The following is an overview of the movie-level and scene-level query types. Participants can submit runs to either of the movie-level, scene-level or both tracks. Each of the two tracks has 1 optional query type, while all other query types are required by teams participating. Please refer to the task guidelines page for more details:

Movie-level

Movie-level Query type 1 (Optional):

Fill in the part of graph question. The task for systems will be to identify the person / entity labelled Unknown_#. All of Unknown's relations with other people / entities / concepts are listed. In cases where one of these related nodes occurs more than once in the part of graph questions, That node's name has been replaced with <BLANK>. Therefore any nodes labelled <BLANK> are guaranteed to be one of the nodes named in this group of questions. The subject type will always be the source person we are asking about. The predicate will always be that person’s relation with another person, entity, or concept. The subject in this question always contains the Unknown you are being asked to identify.

Movie-level Query type 2 (Required):

Multiple choice questions. The task for systems will be to identify the correct answer for Unknown out of the 6 possible answers provided. The subject type will always be the source person we are asking about. The predicate will always be that person’s relation with another person, entity, or concept. In this question the Unknown you are being asked to identify will always be in either the predicate or object.

**************************************************************************************************************

Scene-level

Scene-level Query type 1 (Optional):

Find the unique scene. Given a full, inclusive list of interactions unique to a specific scene in the movie, teams should find which scene this is. The subject type will always be the scene needed to be identified: Teams will return the scene id, based on the segmented scenes reference files (csv files) and/or segmented movie shots.
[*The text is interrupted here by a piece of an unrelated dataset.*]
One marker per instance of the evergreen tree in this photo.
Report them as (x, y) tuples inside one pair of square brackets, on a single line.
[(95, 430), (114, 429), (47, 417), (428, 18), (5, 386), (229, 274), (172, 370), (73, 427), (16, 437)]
Scene-level Query type 2 (Required):

Find next interaction in scene X between person Y and person Z Given a specific scene X and a specific interaction between person Y and person Z, participants will be asked to select either the next interaction between person Y and Person Z in scene X or X + N, from a set of multiple choice options of different interactions. The two persons in this question are always subjects and objects. While the interaction is the predicate.
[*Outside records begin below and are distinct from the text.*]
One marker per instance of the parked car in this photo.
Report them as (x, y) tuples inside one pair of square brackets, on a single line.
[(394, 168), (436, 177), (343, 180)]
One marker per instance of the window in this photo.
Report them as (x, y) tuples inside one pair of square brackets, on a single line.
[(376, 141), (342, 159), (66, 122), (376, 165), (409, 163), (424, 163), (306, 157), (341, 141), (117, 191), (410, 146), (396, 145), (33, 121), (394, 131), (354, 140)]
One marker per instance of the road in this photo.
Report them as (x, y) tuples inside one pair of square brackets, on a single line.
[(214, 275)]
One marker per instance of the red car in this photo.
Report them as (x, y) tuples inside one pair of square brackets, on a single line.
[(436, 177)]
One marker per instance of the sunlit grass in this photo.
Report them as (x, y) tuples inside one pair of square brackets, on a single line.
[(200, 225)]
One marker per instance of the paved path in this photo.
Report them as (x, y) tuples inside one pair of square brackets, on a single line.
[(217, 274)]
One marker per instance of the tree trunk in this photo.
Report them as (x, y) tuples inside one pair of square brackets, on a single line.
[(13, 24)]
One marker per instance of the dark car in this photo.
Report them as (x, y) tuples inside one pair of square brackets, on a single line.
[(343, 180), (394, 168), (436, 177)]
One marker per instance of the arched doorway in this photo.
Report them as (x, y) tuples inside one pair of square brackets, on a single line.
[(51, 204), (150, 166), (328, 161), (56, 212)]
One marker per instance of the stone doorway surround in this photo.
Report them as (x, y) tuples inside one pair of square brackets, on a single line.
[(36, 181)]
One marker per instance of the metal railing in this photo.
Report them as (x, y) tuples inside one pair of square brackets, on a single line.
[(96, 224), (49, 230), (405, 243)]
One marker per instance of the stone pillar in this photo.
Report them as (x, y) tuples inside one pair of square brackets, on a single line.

Scene-level Query type 3 (Required):

Find previous interaction in scene X between person Y and person Z Given a specific scene X and a specific interaction between person Y and person Z, participants will be asked to select either the previous interaction between person Y and Person Z in scene X or X - N, from a set of multiple choice options of different interactions. The two persons in this question are always subjects and objects. While the interaction is the predicate.